The Inman blog asks a question:

What’s interesting is that it points to a need to rebuild some trust between consumers and the real estate industry. Real estate agents even before the downturn suffered a bad image in the minds of consumers, and with emotions flaring in the midst of this housing recession we’re likely to hear more backlash from people looking for someone to blame.

Some agents appear to be finding success in building consumer trust through blogging.

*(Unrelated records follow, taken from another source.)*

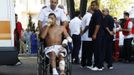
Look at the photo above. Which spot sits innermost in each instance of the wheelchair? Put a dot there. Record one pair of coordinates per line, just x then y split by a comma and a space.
43, 65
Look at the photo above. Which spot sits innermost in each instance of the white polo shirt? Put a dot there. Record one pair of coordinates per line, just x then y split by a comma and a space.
75, 26
130, 25
60, 15
85, 22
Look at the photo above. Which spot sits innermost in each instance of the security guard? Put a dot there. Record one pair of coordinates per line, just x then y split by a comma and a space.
108, 22
52, 8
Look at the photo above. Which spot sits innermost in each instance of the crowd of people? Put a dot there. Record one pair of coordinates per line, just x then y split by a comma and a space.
96, 34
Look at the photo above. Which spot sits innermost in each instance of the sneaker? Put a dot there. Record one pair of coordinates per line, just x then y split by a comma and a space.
111, 67
96, 69
18, 63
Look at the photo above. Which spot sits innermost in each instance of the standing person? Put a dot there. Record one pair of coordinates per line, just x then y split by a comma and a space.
87, 51
18, 31
27, 35
128, 37
108, 22
116, 48
52, 8
96, 31
75, 29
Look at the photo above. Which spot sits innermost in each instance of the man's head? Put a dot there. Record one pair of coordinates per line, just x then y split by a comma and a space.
52, 17
94, 5
126, 15
53, 4
105, 12
16, 18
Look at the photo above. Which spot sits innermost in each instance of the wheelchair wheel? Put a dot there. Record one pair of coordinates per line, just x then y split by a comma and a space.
40, 67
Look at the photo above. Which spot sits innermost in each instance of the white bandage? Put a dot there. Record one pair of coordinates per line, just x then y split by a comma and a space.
62, 65
65, 42
69, 39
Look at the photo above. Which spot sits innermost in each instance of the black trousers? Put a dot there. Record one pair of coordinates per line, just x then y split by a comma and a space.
128, 48
108, 51
76, 47
98, 48
87, 53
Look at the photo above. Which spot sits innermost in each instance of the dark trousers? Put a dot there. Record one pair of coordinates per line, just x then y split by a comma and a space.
87, 53
108, 51
128, 48
76, 47
98, 48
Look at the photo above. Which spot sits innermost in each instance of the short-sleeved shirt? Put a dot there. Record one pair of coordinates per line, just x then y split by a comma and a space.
108, 21
85, 22
60, 15
96, 19
74, 26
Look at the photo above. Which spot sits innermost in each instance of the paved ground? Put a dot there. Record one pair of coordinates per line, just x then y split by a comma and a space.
29, 68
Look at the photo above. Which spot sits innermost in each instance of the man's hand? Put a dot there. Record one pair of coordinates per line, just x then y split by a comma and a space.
94, 37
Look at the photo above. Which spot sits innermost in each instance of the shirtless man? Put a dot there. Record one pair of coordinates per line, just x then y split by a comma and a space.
53, 33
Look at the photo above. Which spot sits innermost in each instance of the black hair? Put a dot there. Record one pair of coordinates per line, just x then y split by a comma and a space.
126, 14
52, 14
96, 2
77, 13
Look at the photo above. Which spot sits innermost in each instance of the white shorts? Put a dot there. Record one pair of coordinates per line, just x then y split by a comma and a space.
55, 48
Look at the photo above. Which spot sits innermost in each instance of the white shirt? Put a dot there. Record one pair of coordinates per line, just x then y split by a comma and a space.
85, 22
75, 26
130, 25
60, 15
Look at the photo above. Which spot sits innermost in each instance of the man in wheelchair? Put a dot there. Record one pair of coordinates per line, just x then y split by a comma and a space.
55, 47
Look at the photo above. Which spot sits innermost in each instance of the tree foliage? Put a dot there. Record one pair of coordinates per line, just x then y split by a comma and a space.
116, 7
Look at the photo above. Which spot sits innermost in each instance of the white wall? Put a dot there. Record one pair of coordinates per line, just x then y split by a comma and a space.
7, 14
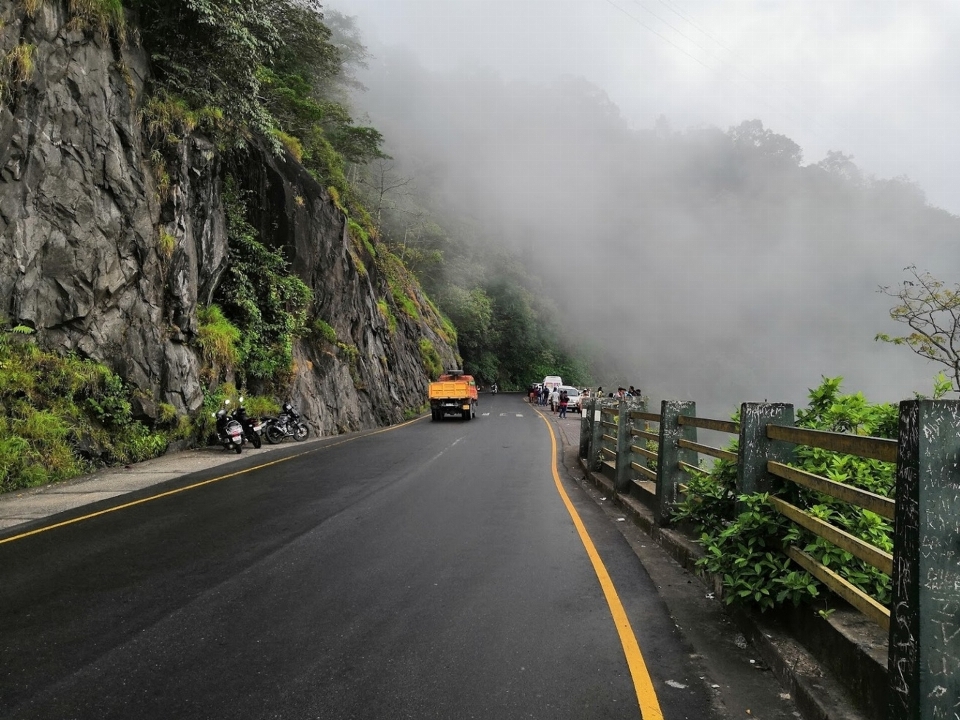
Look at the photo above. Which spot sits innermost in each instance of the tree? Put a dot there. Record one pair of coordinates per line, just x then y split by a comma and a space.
932, 311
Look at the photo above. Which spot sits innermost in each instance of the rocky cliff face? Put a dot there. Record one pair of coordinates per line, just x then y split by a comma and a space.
81, 221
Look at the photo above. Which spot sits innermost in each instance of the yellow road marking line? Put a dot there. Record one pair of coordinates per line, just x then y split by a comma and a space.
194, 486
642, 683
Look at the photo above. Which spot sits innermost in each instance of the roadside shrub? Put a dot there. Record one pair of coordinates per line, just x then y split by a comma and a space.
430, 358
745, 549
61, 416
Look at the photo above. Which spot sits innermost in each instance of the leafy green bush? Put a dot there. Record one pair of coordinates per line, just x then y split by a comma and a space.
218, 337
322, 329
261, 298
430, 358
61, 416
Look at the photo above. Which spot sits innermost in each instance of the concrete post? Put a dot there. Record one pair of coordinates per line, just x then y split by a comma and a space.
924, 660
622, 479
756, 449
596, 435
586, 428
669, 474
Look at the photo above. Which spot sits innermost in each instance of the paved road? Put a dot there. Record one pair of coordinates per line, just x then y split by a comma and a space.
433, 570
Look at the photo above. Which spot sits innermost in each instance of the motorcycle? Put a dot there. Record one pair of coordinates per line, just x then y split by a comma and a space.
252, 427
229, 431
287, 424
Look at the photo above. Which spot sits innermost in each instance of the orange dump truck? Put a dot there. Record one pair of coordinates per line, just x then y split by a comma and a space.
453, 393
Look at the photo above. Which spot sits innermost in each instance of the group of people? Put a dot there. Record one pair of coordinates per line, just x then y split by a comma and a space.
556, 398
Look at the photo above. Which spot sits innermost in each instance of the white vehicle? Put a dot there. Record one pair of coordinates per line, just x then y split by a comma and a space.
552, 382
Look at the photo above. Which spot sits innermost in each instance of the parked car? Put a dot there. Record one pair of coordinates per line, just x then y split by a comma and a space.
573, 398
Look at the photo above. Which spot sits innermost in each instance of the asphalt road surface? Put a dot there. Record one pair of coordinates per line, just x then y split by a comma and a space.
431, 570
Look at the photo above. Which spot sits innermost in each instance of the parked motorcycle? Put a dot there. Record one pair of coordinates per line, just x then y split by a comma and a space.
252, 427
287, 424
229, 431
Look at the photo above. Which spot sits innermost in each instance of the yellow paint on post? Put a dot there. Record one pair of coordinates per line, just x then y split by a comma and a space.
642, 683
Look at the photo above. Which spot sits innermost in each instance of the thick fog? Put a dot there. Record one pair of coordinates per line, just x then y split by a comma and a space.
594, 138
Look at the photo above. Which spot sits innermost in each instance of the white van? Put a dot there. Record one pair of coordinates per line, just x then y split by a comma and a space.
552, 381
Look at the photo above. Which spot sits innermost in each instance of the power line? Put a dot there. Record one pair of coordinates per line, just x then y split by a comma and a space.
796, 107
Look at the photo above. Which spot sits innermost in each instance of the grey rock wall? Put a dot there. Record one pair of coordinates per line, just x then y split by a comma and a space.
80, 222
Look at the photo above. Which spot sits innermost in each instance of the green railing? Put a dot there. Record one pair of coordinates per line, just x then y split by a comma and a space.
923, 619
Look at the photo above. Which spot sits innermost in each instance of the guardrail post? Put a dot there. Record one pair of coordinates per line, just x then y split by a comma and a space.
586, 428
621, 480
596, 436
756, 449
669, 474
924, 660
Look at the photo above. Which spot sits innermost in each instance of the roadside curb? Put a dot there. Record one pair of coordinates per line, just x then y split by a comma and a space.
817, 695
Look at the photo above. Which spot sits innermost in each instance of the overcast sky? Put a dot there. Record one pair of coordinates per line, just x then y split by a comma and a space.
712, 299
875, 79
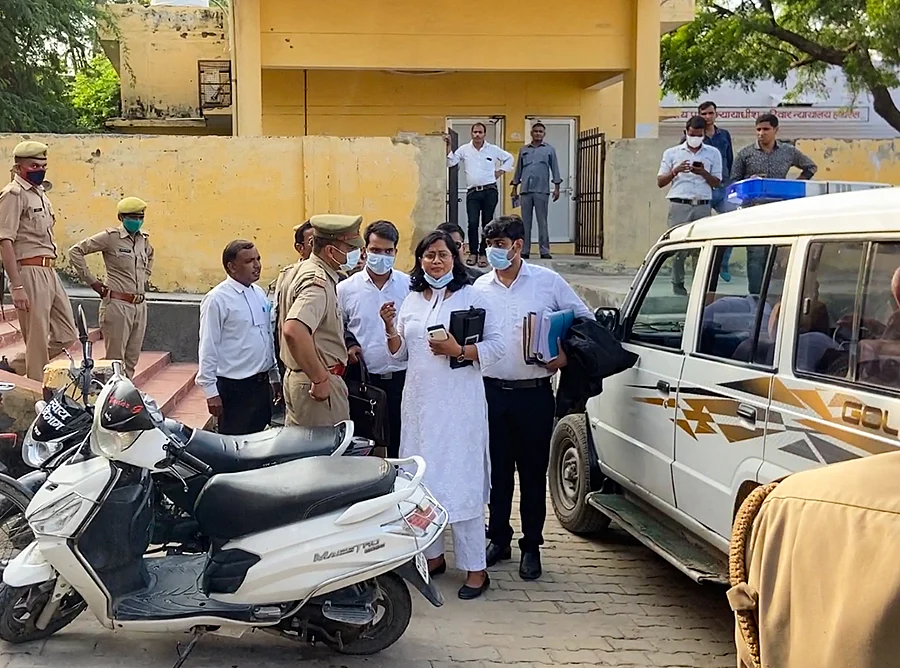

What are some other ways to combat this in a down market?

Actually, what’s really interesting is how Inman talks about a need to “rebuild some trust”, then mentions in the very next breath that real estate agents even before all this gotterdammerung had a bad image.

That isn’t called “rebuilding”.  That’s called “building”.  As in from scratch.  And I have the answer.

Start firing agents until you only have good ones left.

1.3 million Realtors in America today.  Those would be the so-called ‘good’ real estate agents, right?  You know, the ones who are members of NAR and have subscribed to a Code of Ethics?  So there are plenty of non-NAR member agents running around out there too.

Find an industry professional.  Find a bar.  Get said professional drunk.  Ask him how many of the 1.3 million Realtors are really professionals who abide by every whit and jottle of the Code of Ethics.

You want to build trust?  Start by being trustworthy.  Want to know who is and isn’t trustworthy?

Try this.

And as you shrink away in horror, ask yourself, “Well, why not?